(Recasts with CEO comments)
By Alastair Sharp
WATERLOO, Ontario, Sept 28 (Reuters) - BlackBerry Ltd’s decision to outsource the development of its smartphones helps it avoid the risks of a competitive market and focus on its more lucrative businesses of software and managing rival devices, its chief executive said on Wednesday.
The company’s shares rose 5 percent as investors welcomed a further shift away the money-losing handset business, in which BlackBerry had gone from being a market leader to trailing far behind rivals like Apple Inc.
In a model for how it plans to keep BlackBerry-branded handsets in the market, the company said it had signed a deal with Indonesia’s BB Merah Putih to manufacture, distribute and promote new devices in that country, its largest handset market.

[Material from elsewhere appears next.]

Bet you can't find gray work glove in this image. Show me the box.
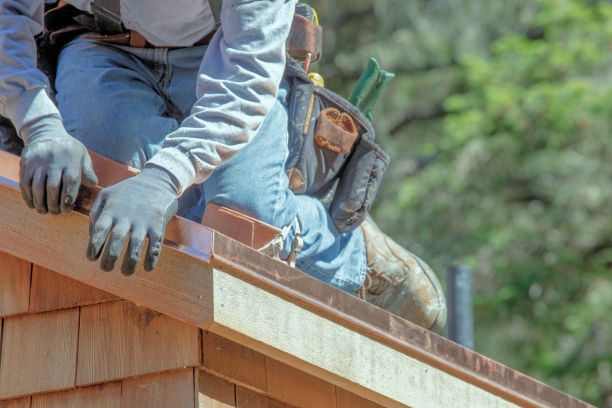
[19,117,98,214]
[87,167,178,275]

BlackBerry said it was in late-stage discussions for a similar deal in China and working on several India initiatives.
“What we did was cut off the entire chain, and I’ll take a royalty,” Chen told reporters, noting it could now avoid inventory and supply chain costs. “I‘m still in the handset business, but I‘m in it in a profitable way.”
Chen said less than 100 jobs would be lost from its latest move away from making hardware.
The change would likely weigh on overall revenue for two more quarters before software revenue growth makes up for the decline, he said.
Revenue fell to $334 million in the fiscal second quarter ended Aug. 31 from $490 million in the year-ago period, missing analysts’ estimates of $393.75 million.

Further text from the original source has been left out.